Multicultural consumers make up 40% of the US population and are expected to be the majority by 2040, according to the report U.S. Multicultural Media Forecast 2019, conducted by PQ Media on behalf of the Alliance for Inclusive and Multicultural Marketing (AIMM). Diversity is increasing as generations are getting younger; however, only 5.2% of marketing and advertising spend was allocated to multicultural efforts. Bob Liodice, CEO of the Association of National Advertisers (ANA), commented on the findings: “The report reveals an opening for new ways to drive growth and offers a roadmap for how advertisers can compete more effectively.”
Patrick Quinn, CEO of PQ Media, added: “Multicultural customers — African-Americans, Asian-Americans, and Hispanic-Americans — are the fastest growing demographic, but they are under-represented in media buying. Brands need to shift away from bland, generic total-market messaging and concentrate on delivering culturally relevant copy in media that are being seen by multicultural audiences.”
Juanita Velez, subject expert and founder of Hispanic Young Professionals and Entrepreneurs (HYPE), looks at the definition of multicultural marketing for Campaign Monitor, describing it as a niche within marketing that can help grow a brand’s marketing goals, within a clearly defined audience. “Inclusive multicultural marketing aims at growing the business by investing in research and strategic initiatives to authentically market to multicultural audiences,” she says, and exposes some truths about why brands don’t spend more on multicultural marketing. For instance, 13% believe that they can reach everyone with their general marketing.
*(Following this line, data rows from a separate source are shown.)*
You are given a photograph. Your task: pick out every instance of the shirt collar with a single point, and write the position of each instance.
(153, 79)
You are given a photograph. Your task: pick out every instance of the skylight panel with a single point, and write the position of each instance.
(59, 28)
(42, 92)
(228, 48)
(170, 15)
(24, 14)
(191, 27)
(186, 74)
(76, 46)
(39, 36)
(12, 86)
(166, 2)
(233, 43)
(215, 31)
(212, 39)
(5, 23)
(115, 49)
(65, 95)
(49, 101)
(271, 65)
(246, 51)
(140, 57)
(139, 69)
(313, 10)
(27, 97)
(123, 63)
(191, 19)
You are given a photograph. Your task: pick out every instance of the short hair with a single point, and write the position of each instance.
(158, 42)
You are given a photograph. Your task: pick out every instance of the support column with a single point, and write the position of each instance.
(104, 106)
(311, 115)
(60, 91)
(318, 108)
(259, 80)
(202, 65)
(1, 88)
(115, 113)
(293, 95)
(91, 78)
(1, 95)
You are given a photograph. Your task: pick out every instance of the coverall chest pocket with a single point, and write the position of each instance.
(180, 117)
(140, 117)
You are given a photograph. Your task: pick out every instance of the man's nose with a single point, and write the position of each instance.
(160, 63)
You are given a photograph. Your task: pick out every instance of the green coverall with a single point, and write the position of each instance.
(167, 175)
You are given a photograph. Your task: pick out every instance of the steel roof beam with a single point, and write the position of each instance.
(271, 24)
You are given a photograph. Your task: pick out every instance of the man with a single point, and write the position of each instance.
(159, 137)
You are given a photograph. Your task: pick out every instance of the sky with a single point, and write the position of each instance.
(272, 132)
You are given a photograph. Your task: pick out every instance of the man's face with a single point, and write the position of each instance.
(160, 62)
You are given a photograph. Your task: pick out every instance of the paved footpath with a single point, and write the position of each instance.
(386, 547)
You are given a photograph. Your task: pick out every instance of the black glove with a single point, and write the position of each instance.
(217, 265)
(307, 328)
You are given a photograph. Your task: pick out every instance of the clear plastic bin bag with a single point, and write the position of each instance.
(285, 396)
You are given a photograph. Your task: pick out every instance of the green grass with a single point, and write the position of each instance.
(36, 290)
But what might multicultural marketing look like for brands and their marketing strategy? In 6 Examples of Brands Who Got Multicultural Marketing Right, we are reminded of some great examples of diversity marketing, such as Coca Cola’s America is Beautiful campaign before the Superbowl in 2014, which represented the changing face of America. Interestingly, this ad became the hottest topic on Facebook following the Superbowl. Another praised campaign is Proctor and Gamble’s The Talk in 2018, which won an Emmy. It shows Black mothers explaining the issue of racism to their children. P&G’s Global Communications Director, Damon Jones, said at the time: “We know that bias is not just an African American issue. It’s an issue that takes on many shapes and forms, across gender, race, age, weight, sexual orientation, and more.”
Don’t miss the mark
Nielsen has also published reports emphasising the importance of multicultural marketing in a society with an increasingly large proportion of diverse consumers. Stacie de Armas, VP Strategic Community Alliance and Consumer Engagement at Nielsen, said in a statement: “This is a pivotal moment, both for brands and our country. Across the nation, U.S. multicultural communities are standing up, speaking out and demanding to be heard. Racial justice is top of mind for these consumers, who are holding marketers accountable. It’s past time that brands pay attention.”
Despite this shift to a more diverse society, brands and agencies seem to lack representation and investment in multicultural marketing. In a podcast organised by AdAge recently, a number of industry leaders discuss the issue and how brands and agencies can make sure not miss the mark in multicultural marketing. As expressed by Jill Kelly, U.S. Chief Marketing Officer at GroupM, “if you’re not doing multicultural marketing today, you’re not doing marketing”.